The Ukrainian Election Commission's announcement that Kremlin-backed Prime Minister Viktor Yanukovych was ahead of Western-leaning candidate Viktor Yushchenko with nearly all the votes counted galvanized dismay and anger Monday among many of the former Soviet republic's 48 million people.
During Tuesday's emergency session of the national parliament, Yushchenko's supporters aim to vote no-confidence in the election commission and annul the official results.
If the parliament doesn't take action to solve the crisis, "we will have no choice but to block roads, airports, seize city halls," said Yuliya Tymoshenko, a Yushchenko ally.
Following a rally that attracted tens of thousands of Yushchenko supporters to the capital's main Independence Square, demonstrators jammed the city's main avenue for several blocks, using heavy iron benches to set up barricades. Fears were high that frustrations could boil over into violence, and busloads of special forces have been brought into the city in recent days and deployed near the Central Election Commission and other government buildings.
As protesters milled outside the capital's city council building Monday, its members inside passed a resolution calling on the national parliament not to recognize the election results.
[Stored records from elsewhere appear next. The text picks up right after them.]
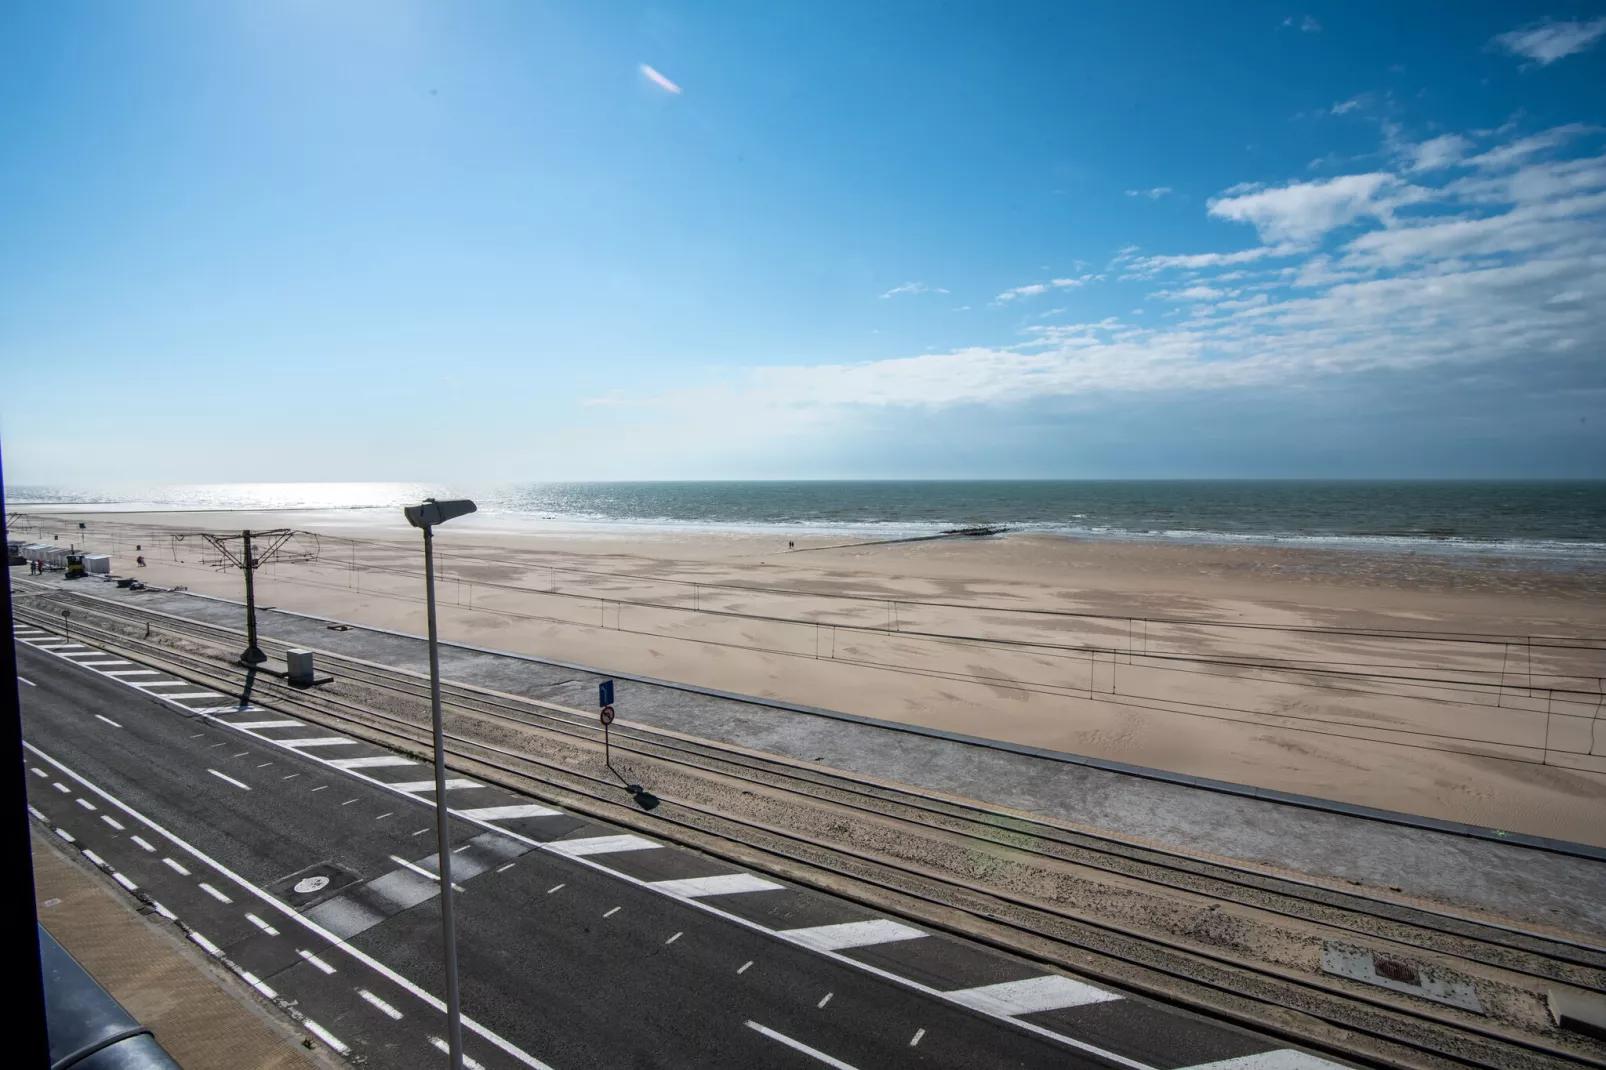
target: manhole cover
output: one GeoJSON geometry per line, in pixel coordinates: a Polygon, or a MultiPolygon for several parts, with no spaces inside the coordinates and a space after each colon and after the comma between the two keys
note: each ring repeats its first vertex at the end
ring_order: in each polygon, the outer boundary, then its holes
{"type": "Polygon", "coordinates": [[[361,876],[343,866],[319,862],[288,877],[280,877],[268,885],[268,891],[297,910],[306,910],[361,880],[361,876]]]}

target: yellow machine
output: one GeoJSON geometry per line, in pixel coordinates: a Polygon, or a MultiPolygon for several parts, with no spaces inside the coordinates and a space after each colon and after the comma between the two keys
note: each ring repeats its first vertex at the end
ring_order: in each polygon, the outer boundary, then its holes
{"type": "Polygon", "coordinates": [[[83,554],[68,554],[67,555],[67,575],[66,575],[65,578],[69,579],[69,580],[76,580],[76,579],[78,579],[78,578],[80,578],[82,576],[87,576],[87,575],[89,575],[89,571],[84,568],[84,555],[83,554]]]}

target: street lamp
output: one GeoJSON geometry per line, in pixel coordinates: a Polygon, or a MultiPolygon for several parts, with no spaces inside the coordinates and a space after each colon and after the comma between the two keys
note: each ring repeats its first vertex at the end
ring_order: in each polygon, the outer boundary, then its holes
{"type": "Polygon", "coordinates": [[[446,945],[446,1042],[452,1070],[463,1070],[463,1013],[457,998],[457,922],[452,912],[452,850],[446,812],[446,741],[441,729],[441,657],[435,634],[435,525],[466,516],[476,506],[467,498],[402,510],[407,522],[424,530],[424,601],[429,613],[429,713],[435,730],[435,857],[441,880],[441,934],[446,945]]]}

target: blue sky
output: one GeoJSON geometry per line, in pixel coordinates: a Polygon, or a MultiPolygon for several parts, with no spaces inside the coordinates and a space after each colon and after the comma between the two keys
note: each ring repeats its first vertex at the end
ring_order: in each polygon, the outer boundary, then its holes
{"type": "Polygon", "coordinates": [[[4,18],[10,482],[1606,476],[1606,5],[4,18]]]}

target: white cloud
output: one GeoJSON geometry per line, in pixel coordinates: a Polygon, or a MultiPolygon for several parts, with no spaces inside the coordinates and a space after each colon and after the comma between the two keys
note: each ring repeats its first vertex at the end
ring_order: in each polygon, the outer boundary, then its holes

The governments of four other sizable cities -- Lviv, Ternopil, Vinnytsia and Ivano-Frankivsk -- announced Monday they had recognized Yushchenko as president, and some 20,000 protesters rallied in Lviv.
Russian President Vladimir Putin sent a statement to Yanukovych late Monday to congratulate him, but a group of international observers described Sunday's balloting as severely flawed.
Senator Richard Lugar, chairman of the US Senate's Foreign Relations Committee, voiced the strongest objection, saying in Kiev that there had been "a concerted and forceful program of election-day fraud and abuse." He called on outgoing President Leonid Kuchma "to review all of this and take decisive action in the best interests of the country."
The EU also called for an urgent review of the results and said Ukrainian ambassadors would be summoned to capitals of member states and briefed about its "serious concerns."
Yushchenko foes warned that the reformist's supporters gathering in the square could try to foment civil unrest with the aim of seizing power.
Yanukovych, in televised comments, called for national unity and said, "I categorically will not accept the actions of certain politicians who are now calling people to the barricades. This small group of radicals has taken upon itself the goal of splitting Ukraine."
Protesters have set up tents on Independence Square and along Kiev's main avenue.
Although official results, with more than 99 percent of precincts counted, showed Yanukovych leading with 49.42 percent to his challenger's 46.70 percent, several exit polls had found Yushchenko the winner, one by a margin of 11 percentage points.